À titre d’exemple, l’actuel gouvernement de l’Ontario, dans le contexte d’un régime capitaliste, a adopté une loi limitant les augmentations de salaire à 1 % pour les travailleurs du secteur public comme les travailleurs de la santé, car l’inflation dépasse les 4 % [4,1 % en août 2021]. Dans notre programme de psychologie communautaire, nous comptons des étudiants et des chercheurs universitaires issus et résidents de communautés directement touchées par les pratiques néolibérales et coloniales, comme celle-ci, qui continuent à creuser les écarts en matière de soins de santé et de stabilité économique. En même temps, les droits fondamentaux de la personne, comme le logement, l’éducation, l’eau potable et la qualité de vie ne sont pas seulement bafoués, ils sont délibérément ignorés. En tant qu’étudiante chercheuse, j’examine, avec d’autres psychologues communautaires critiques, l’intersection entre les structures de pouvoir, comme la suprématie blanche, le colonialisme, le néolibéralisme et le patriarcat, et les êtres humains et la Terre mère à partir d’une infinité d’identités interconnectées.
Nous examinons ces structures de pouvoir, au travers du contrôle des ressources situées sur les terres autochtones volées, du racisme anti-Noirs et des politiques colonisatrices. Et j’entends par là les personnes qui soutiennent et maintiennent ces structures de pouvoir. Parfois, nous parlons des structures de pouvoir de manière abstraite ou théorique, mais nous devons être conscients du fait que les gens soutiennent et maintiennent ces structures. Ils essaient de dicter notre mode de vie et oppriment systématiquement toute personne qui ne correspond pas à la conception de ce qu’est un “Canadien”, à savoir un homme blanc cisgenre hétérosexuel et non handicapé.
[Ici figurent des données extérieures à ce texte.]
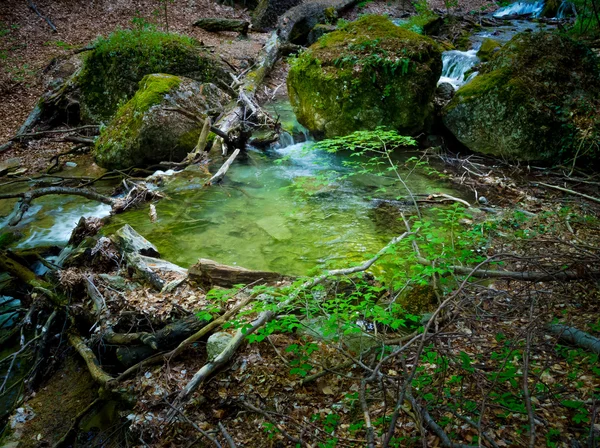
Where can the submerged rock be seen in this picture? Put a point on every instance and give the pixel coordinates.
(112, 71)
(154, 126)
(535, 100)
(369, 73)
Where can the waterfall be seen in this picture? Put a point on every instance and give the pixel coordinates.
(456, 64)
(520, 9)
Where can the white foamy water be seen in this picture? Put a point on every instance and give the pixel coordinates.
(455, 66)
(521, 8)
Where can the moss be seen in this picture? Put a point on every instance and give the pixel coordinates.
(366, 74)
(487, 49)
(111, 73)
(115, 139)
(534, 100)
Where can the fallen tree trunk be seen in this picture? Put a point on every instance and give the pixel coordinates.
(209, 273)
(232, 121)
(575, 337)
(163, 339)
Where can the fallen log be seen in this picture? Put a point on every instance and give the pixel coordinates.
(213, 24)
(209, 273)
(296, 23)
(164, 339)
(575, 337)
(246, 92)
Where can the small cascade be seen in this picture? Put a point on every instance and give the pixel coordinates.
(520, 9)
(566, 9)
(455, 66)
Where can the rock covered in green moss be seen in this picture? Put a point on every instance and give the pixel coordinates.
(537, 99)
(487, 49)
(157, 124)
(369, 73)
(111, 72)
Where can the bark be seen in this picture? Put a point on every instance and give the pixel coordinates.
(575, 337)
(264, 63)
(212, 24)
(131, 242)
(164, 339)
(210, 273)
(98, 374)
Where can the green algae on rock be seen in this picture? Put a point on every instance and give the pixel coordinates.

Pour moi, cela revient toujours à démanteler les structures de pouvoir qui oppriment les gens dans ma communauté. »
Il existe plusieurs mots qu’Ann Marie, Ramy et Natalie utilisent assez souvent : intersection, démantèlement, néolibéral, colonialisme. Un autre mot qu’ils utilisent tous, peut-être encore plus souvent, est celui de « collaboration ». Ramy parle de collaboration avec les communautés, de sorte que le travail qui y est effectué ne vise pas à extraire, mais plutôt à améliorer les connaissances, la santé et la réussite de cette communauté. Ann Marie parle de collaboration, dans le sens où le mérite du travail accompli n’est pas seulement l’objectif final, mais est contraire au processus d’autodétermination des collectivités. Natalie parle de dizaines d’autres organismes communautaires, militants locaux et disciplines scientifiques avec lesquels elle travaille pour faire avancer les innombrables causes de la justice sociale. En fait, le tout premier mot qu’elle utilise pour décrire la psychologie communautaire est « interdisciplinaire ».
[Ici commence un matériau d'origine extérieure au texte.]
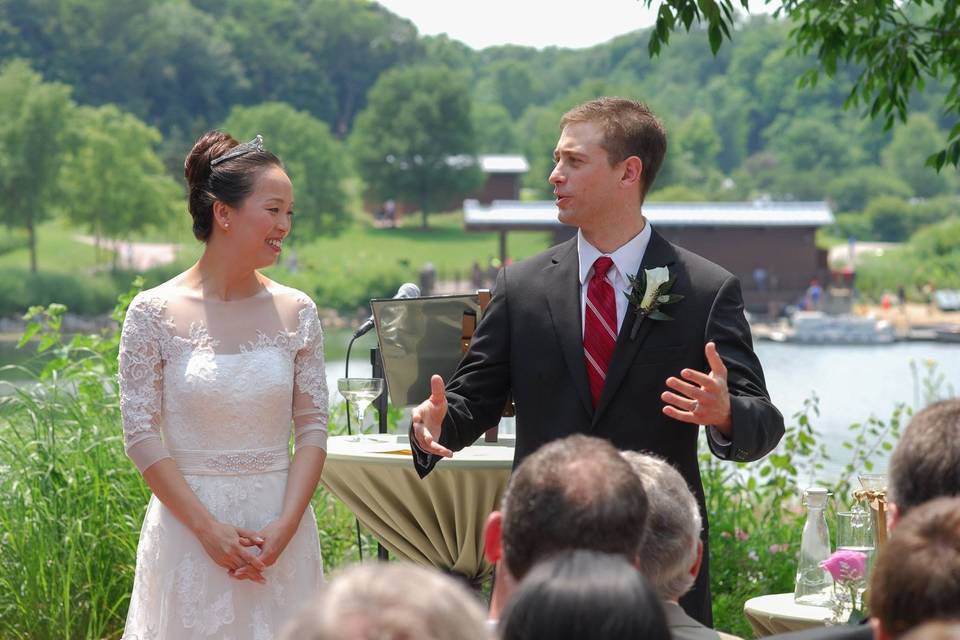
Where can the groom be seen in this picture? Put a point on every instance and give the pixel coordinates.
(578, 355)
« La psychologie communautaire est une science sociale interdisciplinaire, axée sur les valeurs et sur l’action et engagée dans la communauté. Elle s’intéresse à la justice sociale à l’intersection de la justice raciale, climatique, migratoire, sexuelle, carcérale ainsi que la justice pour les personnes handicapées. Nous travaillons à l’intersection des questions complexes de justice sociale qui se touchent de manière interconnectée. La psychologie communautaire est guidée par un ensemble de théories. Nous abordons ces questions sociales complexes à partir de lieux de prévention, de la théorie écologique, de perspectives critiques et de perspectives de décolonisation. Nous cherchons à situer les relations entre les individus, les communautés et les sociétés. Lorsque nos communautés sont justes et équitables, les personnes qui les habitent sont en meilleure santé. La psychologie communautaire a donc comme objectif de trouver des moyens de reconstruire, reconcevoir et créer collectivement des systèmes scolaires, des systèmes de santé, des systèmes pénitentiaires équitables, etc. ».
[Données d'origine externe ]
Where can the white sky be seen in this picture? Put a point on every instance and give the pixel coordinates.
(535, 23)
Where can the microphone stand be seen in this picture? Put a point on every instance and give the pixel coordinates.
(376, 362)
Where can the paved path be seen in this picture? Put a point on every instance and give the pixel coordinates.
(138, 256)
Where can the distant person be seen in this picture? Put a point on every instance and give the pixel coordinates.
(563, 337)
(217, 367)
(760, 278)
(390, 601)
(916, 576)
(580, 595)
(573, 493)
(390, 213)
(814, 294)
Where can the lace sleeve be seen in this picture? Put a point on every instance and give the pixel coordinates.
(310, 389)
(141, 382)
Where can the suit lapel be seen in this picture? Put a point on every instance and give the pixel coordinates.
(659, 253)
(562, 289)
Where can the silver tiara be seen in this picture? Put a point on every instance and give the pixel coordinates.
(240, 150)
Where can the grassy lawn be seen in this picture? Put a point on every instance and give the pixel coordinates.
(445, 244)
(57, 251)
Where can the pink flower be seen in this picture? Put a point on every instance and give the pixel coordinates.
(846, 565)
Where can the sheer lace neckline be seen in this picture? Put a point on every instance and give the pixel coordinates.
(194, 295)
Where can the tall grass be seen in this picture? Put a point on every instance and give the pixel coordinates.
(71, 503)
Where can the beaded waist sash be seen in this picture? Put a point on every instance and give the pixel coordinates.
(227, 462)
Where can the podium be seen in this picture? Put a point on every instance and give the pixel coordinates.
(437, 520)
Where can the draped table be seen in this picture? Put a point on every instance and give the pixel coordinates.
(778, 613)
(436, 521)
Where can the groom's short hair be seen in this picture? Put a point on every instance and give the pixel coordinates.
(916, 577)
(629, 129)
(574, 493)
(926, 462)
Puisque la psychologie communautaire s’attaque à un aussi vaste éventail de systèmes et de structures, le travail des psychologues communautaires transcende de nombreuses frontières et touche à d’autres aspects de la psychologie – justice pénale, environnement, éducation, etc. Bien qu’ils soient peu nombreux, leur collaboration avec les disciplines, les sciences, les groupes communautaires et les organisations militantes leur permet d’avoir un impact considérable.